As others have said, it is fine to be faster in your IDE than without it, that's kind of the point. Being able to use complex tools correctly to boost your productivity is an important skill.
However, over-dependence on IDEs can cause problems. Skills and knowledge you no longer exercise will fade away, and your understanding of some aspects may be shallow. A classic example is compiling and running on the command-line - almost every time I do this, I get something wrong (usually class path related), because 99% of the time I let Eclipse do it for me.
This doesn't just affect you when you're out of the IDE - if your knowledge of the complexities the IDE is hiding from you is shallow, then when it goes wrong (and it will go wrong, at some point) you will find it much harder to fix.
I handle this two ways:
Learn new tools in their most basic form. For example, I switched from SVN to Mercurial, but started with the command-line client rather than the Eclipse plugin. This made my understanding of what was going on a lot deeper, which meant I knew what was going wrong and how to fix it when the IDE threw errors.
Practice your basic coding skills on the command-line. One nice place to do this is CodingBat where you get no syntax highlighting, no bracket matching, no red underlines, nothing.
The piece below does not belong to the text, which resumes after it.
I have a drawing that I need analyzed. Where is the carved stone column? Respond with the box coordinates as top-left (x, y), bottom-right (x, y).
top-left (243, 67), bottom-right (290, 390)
Don't forget to also practice those java and javac command-line skills too, though! (And any others appropriate to your workflow - for me, this would also include hg and ant)
Lastly, don't worry about it too much. It's unlikely you'll ever have to do a large piece of work without either NetBeans or Eclipse, so as long as you are capable of coding without them, and understand what the IDE is doing for you, it doesn't matter that you're slower or make more mistakes without it.